Records give the sale date as Aug. 4.
The new sale is exactly what Douglas Mann said he and his wife planned to do when they purchased the house less than two years ago. The Manns purchased the nearly 5,000-square-foot building at 208 W. Monument for $425,000 in October 2021.
At the time, Douglas Mann explained that selling the property to their daughter Kristen and her husband Aaron was what he and his wife intended to do, after restoration work.
“We are restoring the Peace Museum back into a residential house in conjunction with our daughter Kristin, her husband Aaron and our grandson River,” Mann said in an email to the Dayton Daily News in 2021. “We are putting up an eight-foot fence in the back area, and we hope to display local street artist work there for many years to come.”
It took a lot of work, but it’s done, Mann said Friday. The old house had some “great bones,” but it nevertheless needed new electric work, new heating and air-conditioning investments, nurturing of green space in the rear of the house and more.
“They moved in,” he said Friday of his daughter and son-in-law. “They’re still unpacking it, but they love it.”
Mann is an attorney with the Dayton law firm of Dyer, Garofalo, Mann & Schultz L.P.A., perhaps best known locally for the firm’s “get the tiger on your side” TV and radio commercials.
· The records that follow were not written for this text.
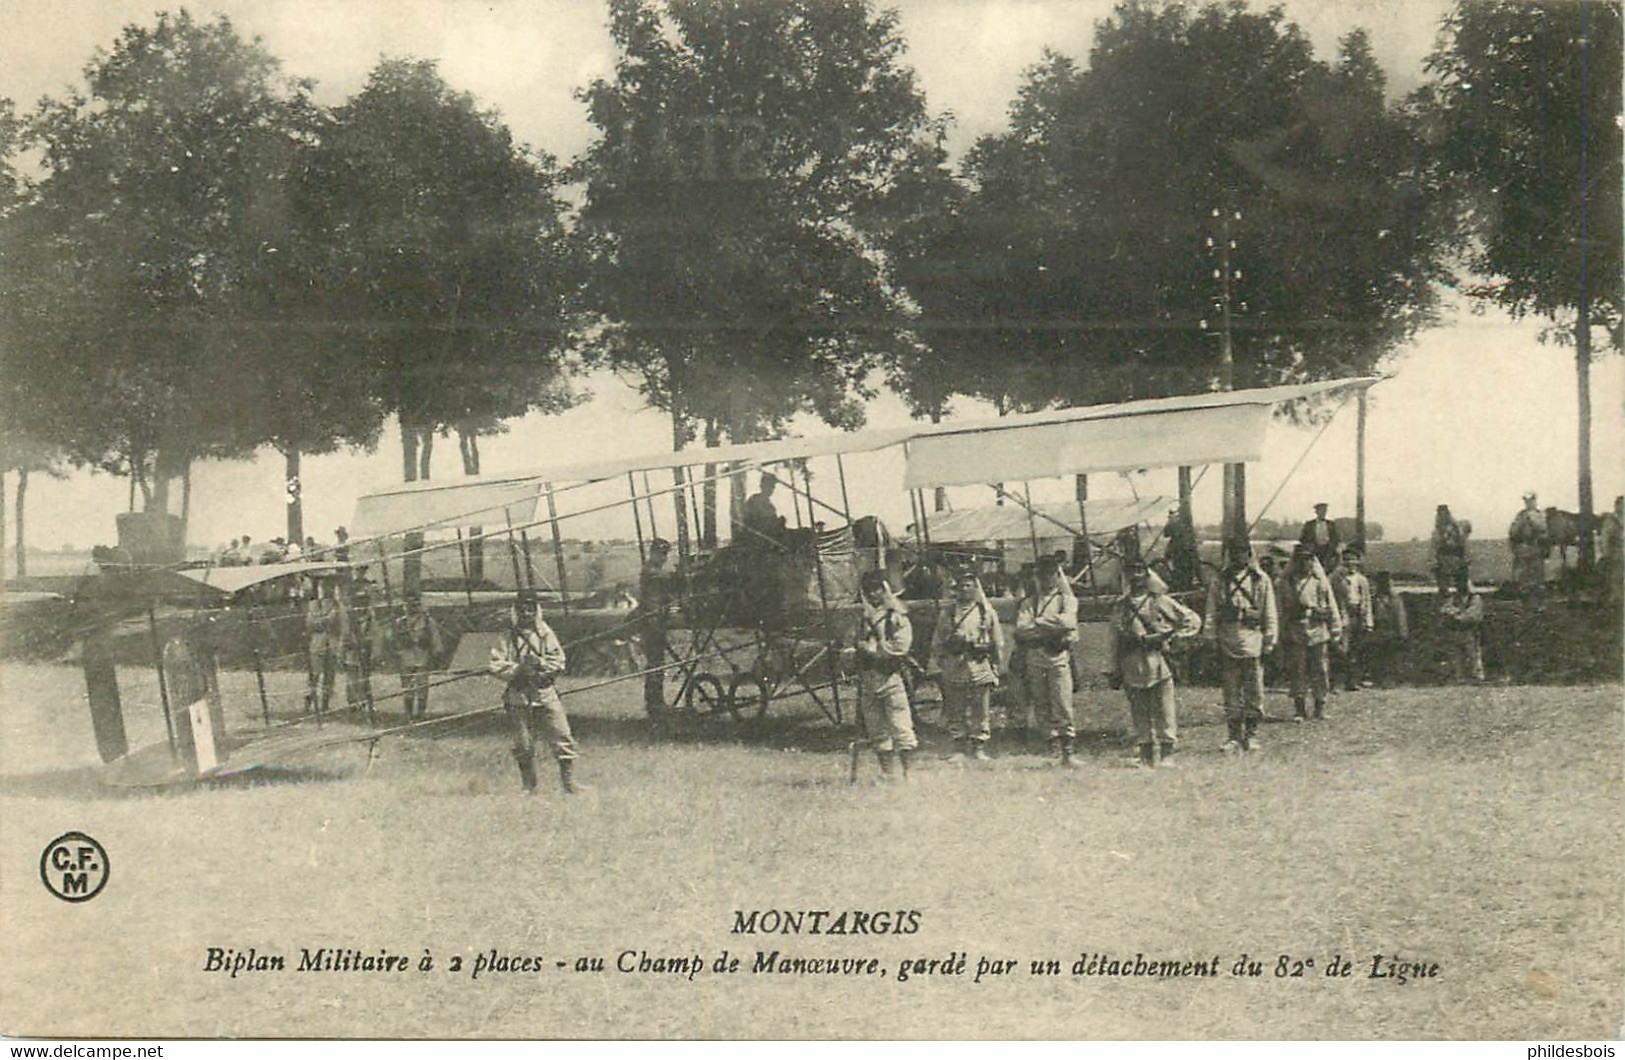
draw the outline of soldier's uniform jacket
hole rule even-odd
[[[1343,635],[1343,616],[1331,583],[1317,570],[1281,576],[1276,603],[1281,610],[1281,639],[1299,644],[1325,644]]]
[[[1381,640],[1403,641],[1411,636],[1405,601],[1398,593],[1376,596],[1371,601],[1372,632]]]
[[[1439,605],[1439,614],[1458,633],[1478,633],[1478,627],[1484,623],[1484,598],[1477,593],[1468,593],[1467,599],[1454,597]]]
[[[1112,632],[1123,684],[1150,688],[1173,677],[1162,654],[1163,645],[1173,637],[1194,637],[1201,630],[1201,616],[1155,588],[1139,595],[1130,590],[1118,597],[1112,610]]]
[[[1339,570],[1332,576],[1332,593],[1343,611],[1344,623],[1353,629],[1376,628],[1371,611],[1371,580],[1364,571]]]
[[[1059,655],[1078,641],[1078,598],[1051,589],[1016,608],[1016,641],[1046,655]]]
[[[353,668],[363,662],[376,665],[389,650],[388,631],[370,607],[346,609],[348,618],[344,639],[344,662]]]
[[[1256,659],[1281,636],[1275,586],[1256,564],[1222,570],[1207,586],[1206,628],[1232,659]]]
[[[316,654],[337,653],[349,632],[344,607],[330,596],[318,596],[305,604],[305,636]]]
[[[534,703],[542,692],[553,687],[553,679],[564,672],[564,645],[558,634],[541,619],[535,629],[510,629],[497,648],[499,664],[513,664],[502,702],[510,707]]]
[[[949,684],[997,684],[1004,656],[999,616],[982,600],[944,606],[931,637],[931,654],[939,660],[942,679]]]
[[[408,612],[396,626],[396,659],[404,669],[427,669],[433,660],[440,657],[444,647],[440,636],[440,623],[430,617],[427,611],[420,609]]]
[[[1520,556],[1544,556],[1550,550],[1546,530],[1546,513],[1540,509],[1525,508],[1512,519],[1507,528],[1512,551]]]
[[[865,600],[863,617],[858,619],[856,646],[868,691],[881,691],[893,678],[900,682],[908,665],[909,649],[914,646],[914,627],[909,623],[908,611],[901,604],[875,607]]]

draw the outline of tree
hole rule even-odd
[[[598,139],[577,167],[592,355],[671,416],[678,449],[771,437],[801,412],[858,425],[901,341],[880,207],[940,132],[895,17],[611,0],[610,33],[620,55],[582,92]]]
[[[1035,407],[1370,370],[1443,275],[1383,89],[1362,33],[1328,63],[1279,9],[1121,4],[1087,65],[1027,72],[951,223],[899,264],[937,363],[963,369],[939,386]]]
[[[160,14],[46,100],[44,176],[8,219],[3,375],[33,436],[132,476],[150,510],[204,456],[245,455],[245,291],[275,253],[309,85],[229,20]]]
[[[425,60],[380,62],[324,130],[300,182],[333,255],[320,304],[351,322],[331,336],[347,359],[376,366],[407,481],[429,477],[436,434],[456,430],[476,474],[480,434],[577,400],[558,179]]]
[[[1580,567],[1592,549],[1593,332],[1621,349],[1621,10],[1617,2],[1458,3],[1415,105],[1455,194],[1469,294],[1574,344]]]

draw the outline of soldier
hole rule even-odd
[[[666,709],[666,618],[670,599],[666,559],[671,542],[657,537],[638,575],[638,629],[643,648],[643,709],[651,717]]]
[[[395,629],[395,657],[401,666],[401,712],[406,720],[429,713],[429,668],[445,650],[440,623],[420,596],[408,597]]]
[[[1337,597],[1315,550],[1300,543],[1292,553],[1292,563],[1275,587],[1280,608],[1281,644],[1286,648],[1292,673],[1292,720],[1309,717],[1305,697],[1315,699],[1315,717],[1326,716],[1327,646],[1343,635],[1343,619],[1337,611]]]
[[[1049,716],[1050,749],[1072,769],[1077,724],[1072,712],[1072,645],[1078,642],[1078,599],[1053,556],[1038,561],[1032,592],[1016,608],[1016,643],[1026,654],[1029,687]]]
[[[345,611],[344,699],[351,710],[372,714],[372,668],[377,656],[376,640],[382,623],[373,621],[372,599],[364,585],[351,590],[350,600],[340,601]]]
[[[1454,591],[1439,601],[1439,617],[1451,642],[1450,665],[1457,681],[1484,680],[1484,601],[1473,591],[1466,574],[1456,578]]]
[[[739,526],[744,542],[751,548],[777,547],[784,536],[784,516],[773,503],[773,491],[778,485],[778,476],[764,471],[757,482],[756,493],[745,501]]]
[[[521,592],[508,610],[508,631],[491,649],[491,672],[508,682],[502,705],[513,721],[513,760],[526,795],[536,791],[536,736],[546,738],[566,795],[576,793],[576,741],[554,679],[564,672],[564,646],[541,617],[536,597]]]
[[[1535,610],[1546,610],[1546,554],[1552,550],[1546,528],[1546,513],[1540,510],[1531,490],[1523,495],[1523,510],[1507,528],[1512,547],[1512,580],[1518,595],[1535,601]]]
[[[1360,550],[1350,545],[1343,550],[1343,563],[1332,575],[1332,594],[1343,613],[1343,639],[1339,668],[1343,671],[1343,691],[1358,692],[1365,679],[1366,639],[1375,624],[1371,609],[1371,582],[1360,569]]]
[[[1390,680],[1405,678],[1405,642],[1411,637],[1405,599],[1394,592],[1393,575],[1378,571],[1371,591],[1371,638],[1366,661],[1370,673],[1387,687]]]
[[[1433,513],[1433,577],[1442,599],[1450,594],[1456,580],[1467,573],[1467,533],[1471,524],[1450,514],[1450,505],[1441,504]]]
[[[1326,518],[1329,507],[1325,501],[1316,504],[1315,517],[1303,524],[1303,531],[1298,535],[1299,544],[1314,549],[1323,571],[1337,566],[1338,556],[1337,524]]]
[[[1620,560],[1625,549],[1625,497],[1614,498],[1614,510],[1602,517],[1602,561],[1598,564],[1602,576],[1602,605],[1615,619],[1619,615]]]
[[[943,707],[954,741],[949,761],[963,762],[967,754],[987,761],[993,736],[988,708],[1004,665],[1004,634],[974,570],[959,573],[953,602],[938,609],[931,654],[941,660]]]
[[[1012,595],[1023,600],[1037,592],[1036,578],[1037,566],[1033,563],[1023,563],[1016,572],[1015,584],[1011,587]],[[1034,725],[1034,715],[1040,709],[1041,694],[1033,689],[1031,675],[1027,669],[1027,653],[1018,643],[1014,651],[1008,653],[1006,673],[1009,677],[1005,687],[1008,689],[1006,698],[1006,721],[1017,730],[1023,750],[1027,748],[1028,734]]]
[[[903,684],[914,629],[908,609],[892,592],[883,571],[864,571],[859,587],[863,614],[858,619],[855,647],[864,726],[880,762],[881,779],[894,779],[901,767],[902,778],[907,780],[910,760],[920,744]]]
[[[333,680],[348,633],[347,616],[336,598],[337,583],[331,573],[312,576],[315,595],[305,602],[305,706],[318,714],[327,712],[333,698]]]
[[[1224,689],[1227,753],[1257,751],[1257,732],[1264,717],[1264,656],[1275,650],[1280,619],[1275,586],[1253,562],[1252,545],[1231,541],[1224,569],[1208,583],[1203,628],[1219,650],[1219,678]]]
[[[1168,586],[1144,560],[1131,560],[1126,573],[1128,589],[1112,610],[1112,632],[1134,722],[1134,741],[1140,747],[1136,764],[1142,768],[1171,766],[1179,742],[1179,719],[1174,672],[1163,651],[1175,637],[1200,633],[1202,619],[1169,595]]]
Beth Mann is president of FLOC (For Love of Children), a Dayton nonprofit organization.
In 2021, the Dayton International Peace Museum moved to a Courthouse Square address downtown, formerly a branch of U.S. Bank, a 4,600-square-foot space lined with street-level windows.
One goal for the new space, which offered room to seat 165 people, was to host events, Kevin Kelly, executive director of the museum, said in 2021.